Standard & Poor’s concept of Corporate Governance Scores (CGS) seeks to express the rating agency’s opinion about the extent to which a company adopts and conforms to codes and guidelines of good corporate governance practices that clearly serve the interests of its financial stakeholders; the rating is on a scale from CGS-10 (highest) to CGS-1 (lowest).
Review Mechanisms of Corporate Governance scores (CGS):
Scores from 10 (highest) to 1 (lowest) are additionally awarded to the following four individual components that contribute to the overall CGS:
• Ownership Structure
• Financial Stakeholder Relations
• Financial Transparency and Information Disclosures
• Board Structure & Process
The Standard & Poor’s Corporate Governance service consists of two parts:
1. Company score: Effectiveness of the interaction among the company’s management, Board, shareholders and other stakeholders i.e. internal governance structure and processes, and
2. Country governance classification: The effectiveness of the legal, regulatory informational and market structure.
Corporate Governance Ratings:
• In India, the ICRA has developed a similar product – it is called Corporate Governance Ratings (CGR).
• CGR indicates ICRA’s current opinion on the relative level to which an organization accepts and follows the codes and guidelines of corporate governance practices.
• The focus of CGR is on corporation’s business practices and the quality of disclosure standards with respect to the requirements of the regulators and interests of the financial stakeholders.
• The rating is mandatory driven. Public ratings are disclosed only on acceptance by the company. The Company may restrict disclosure of Confidential Ratings to select clientele only.
• CGR is based on the OECD’s core principles of Corporate Governance practices i.e. fairness, transparency, accountability and responsibility.
• The ratings fall between CGR1 (highest level of CG) and CGR6 (poor level of CG).
• ICRA also benchmarks the organization against the codes and standards of Corporate Governance as spelt out by SEBI for the listed companies.
• The key variables in the rating process are: regulatory compliance, ownership structure, executive management processes, board structure and processes, stakeholder relations, transparency and disclosures and financial discipline.
• There is usually no direct linkage between CGR and credit ratings.
Suggested Review Mechanisms:
• Parameters of success to be defined: a distinction to be made between commercial failures and corporate governance failures (e.g. Enron, WorldCom. Etc.)
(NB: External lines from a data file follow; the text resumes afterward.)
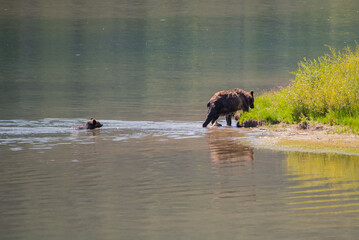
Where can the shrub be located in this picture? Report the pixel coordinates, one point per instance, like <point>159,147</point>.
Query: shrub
<point>324,90</point>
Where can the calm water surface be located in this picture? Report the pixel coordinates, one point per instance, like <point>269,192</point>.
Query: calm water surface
<point>146,71</point>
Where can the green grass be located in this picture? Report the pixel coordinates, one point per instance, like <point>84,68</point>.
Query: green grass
<point>324,90</point>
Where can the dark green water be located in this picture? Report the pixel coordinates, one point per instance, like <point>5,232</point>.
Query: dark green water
<point>146,70</point>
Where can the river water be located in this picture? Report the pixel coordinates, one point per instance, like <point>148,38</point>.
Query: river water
<point>146,70</point>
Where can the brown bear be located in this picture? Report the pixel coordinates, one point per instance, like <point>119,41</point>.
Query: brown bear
<point>226,103</point>
<point>92,124</point>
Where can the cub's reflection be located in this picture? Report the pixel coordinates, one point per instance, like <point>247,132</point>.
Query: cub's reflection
<point>226,149</point>
<point>232,165</point>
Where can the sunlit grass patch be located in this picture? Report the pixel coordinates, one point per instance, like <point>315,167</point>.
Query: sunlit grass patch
<point>324,90</point>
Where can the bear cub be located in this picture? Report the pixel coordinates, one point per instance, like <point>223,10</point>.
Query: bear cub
<point>91,124</point>
<point>227,103</point>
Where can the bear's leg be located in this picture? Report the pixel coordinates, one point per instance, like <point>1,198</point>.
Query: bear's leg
<point>229,119</point>
<point>214,121</point>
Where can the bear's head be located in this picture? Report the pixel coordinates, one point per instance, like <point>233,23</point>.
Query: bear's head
<point>93,123</point>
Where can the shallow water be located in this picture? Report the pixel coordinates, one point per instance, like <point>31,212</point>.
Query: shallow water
<point>146,70</point>
<point>160,180</point>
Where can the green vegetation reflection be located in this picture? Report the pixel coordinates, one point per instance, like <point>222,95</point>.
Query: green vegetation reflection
<point>323,183</point>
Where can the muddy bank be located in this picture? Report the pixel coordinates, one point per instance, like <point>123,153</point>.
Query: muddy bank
<point>316,138</point>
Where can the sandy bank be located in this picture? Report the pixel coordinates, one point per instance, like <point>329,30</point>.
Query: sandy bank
<point>317,138</point>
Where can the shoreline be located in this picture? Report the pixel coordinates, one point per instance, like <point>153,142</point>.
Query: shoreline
<point>317,138</point>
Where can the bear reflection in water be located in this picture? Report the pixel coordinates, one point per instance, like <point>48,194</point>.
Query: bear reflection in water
<point>226,151</point>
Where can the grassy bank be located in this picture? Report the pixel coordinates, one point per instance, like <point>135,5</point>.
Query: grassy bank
<point>325,90</point>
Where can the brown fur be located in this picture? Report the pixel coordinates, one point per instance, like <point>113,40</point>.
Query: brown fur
<point>226,103</point>
<point>91,124</point>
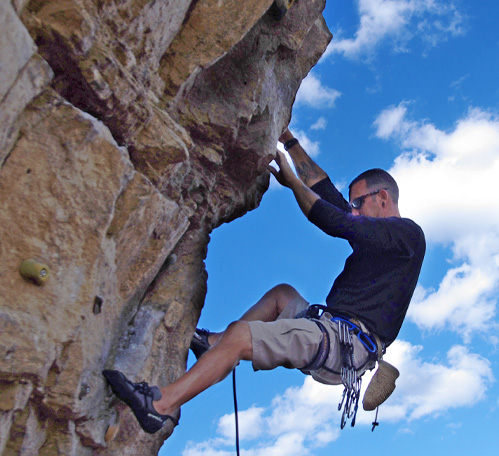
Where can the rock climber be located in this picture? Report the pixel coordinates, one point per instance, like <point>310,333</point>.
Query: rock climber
<point>371,295</point>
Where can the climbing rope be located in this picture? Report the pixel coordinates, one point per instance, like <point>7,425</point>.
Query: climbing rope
<point>235,409</point>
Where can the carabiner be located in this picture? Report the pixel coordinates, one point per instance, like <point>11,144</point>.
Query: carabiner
<point>367,342</point>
• Six-monthly self-review.
• Annual Review of Board functioning to be done by a committee including RBI representatives (owners), a representative of the Government, experts from ICAI and IIMs, and Directors of other institutions like LIC etc. to get a new direction.
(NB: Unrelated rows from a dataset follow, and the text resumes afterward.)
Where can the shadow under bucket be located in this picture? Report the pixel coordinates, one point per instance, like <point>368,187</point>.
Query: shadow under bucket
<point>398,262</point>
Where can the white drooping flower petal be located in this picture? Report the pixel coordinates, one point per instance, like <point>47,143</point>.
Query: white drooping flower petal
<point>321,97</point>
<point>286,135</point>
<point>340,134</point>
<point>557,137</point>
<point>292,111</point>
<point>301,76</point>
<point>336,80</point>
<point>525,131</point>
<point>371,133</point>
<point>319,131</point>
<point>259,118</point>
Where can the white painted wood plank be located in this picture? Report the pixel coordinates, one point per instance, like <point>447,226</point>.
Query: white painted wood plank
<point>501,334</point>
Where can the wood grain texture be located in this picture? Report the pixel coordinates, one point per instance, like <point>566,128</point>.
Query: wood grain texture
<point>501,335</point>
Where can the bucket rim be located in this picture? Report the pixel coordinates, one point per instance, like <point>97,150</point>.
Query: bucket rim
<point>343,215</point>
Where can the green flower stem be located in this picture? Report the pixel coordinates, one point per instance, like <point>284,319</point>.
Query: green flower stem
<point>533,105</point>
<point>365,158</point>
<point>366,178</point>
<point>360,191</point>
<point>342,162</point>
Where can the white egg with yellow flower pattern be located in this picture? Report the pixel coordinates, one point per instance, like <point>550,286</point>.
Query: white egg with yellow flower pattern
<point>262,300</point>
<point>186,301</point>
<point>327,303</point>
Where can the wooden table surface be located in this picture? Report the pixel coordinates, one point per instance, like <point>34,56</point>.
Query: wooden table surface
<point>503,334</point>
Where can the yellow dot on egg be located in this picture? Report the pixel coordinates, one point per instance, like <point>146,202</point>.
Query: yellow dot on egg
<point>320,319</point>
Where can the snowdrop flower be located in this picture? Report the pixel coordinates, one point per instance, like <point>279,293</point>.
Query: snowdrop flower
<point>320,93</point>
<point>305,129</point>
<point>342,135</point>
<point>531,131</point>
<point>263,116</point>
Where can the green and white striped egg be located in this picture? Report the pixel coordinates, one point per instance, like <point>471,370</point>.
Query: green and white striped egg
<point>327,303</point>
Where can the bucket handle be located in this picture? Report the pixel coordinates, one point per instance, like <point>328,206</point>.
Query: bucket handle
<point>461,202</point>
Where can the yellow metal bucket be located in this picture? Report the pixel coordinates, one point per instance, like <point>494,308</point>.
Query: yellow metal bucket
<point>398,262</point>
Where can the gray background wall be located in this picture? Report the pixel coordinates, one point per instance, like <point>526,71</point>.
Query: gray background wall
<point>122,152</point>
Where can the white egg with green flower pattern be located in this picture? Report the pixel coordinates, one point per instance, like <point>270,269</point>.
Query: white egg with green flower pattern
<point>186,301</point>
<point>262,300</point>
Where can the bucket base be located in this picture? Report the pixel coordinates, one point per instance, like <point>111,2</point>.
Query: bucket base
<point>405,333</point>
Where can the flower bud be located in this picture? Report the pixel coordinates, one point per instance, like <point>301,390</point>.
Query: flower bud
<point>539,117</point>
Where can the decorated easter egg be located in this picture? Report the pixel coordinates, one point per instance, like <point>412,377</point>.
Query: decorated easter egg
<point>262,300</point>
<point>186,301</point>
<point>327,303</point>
• Improvement in work / information flow
• Need for modifications in Systems & Procedures
• Strengthening organizational values
• Training / Exposure to role related requirements
• Division of responsibilities
• Secretarial assistance
• Failure on the part of the Board to regulate / supervisor should result in members being held accountable.
• Code of conduct with some outline of proposed action in case of infringement may be put in place to avoid regulatory / legal authorities taking an unduly impractical / harsh view.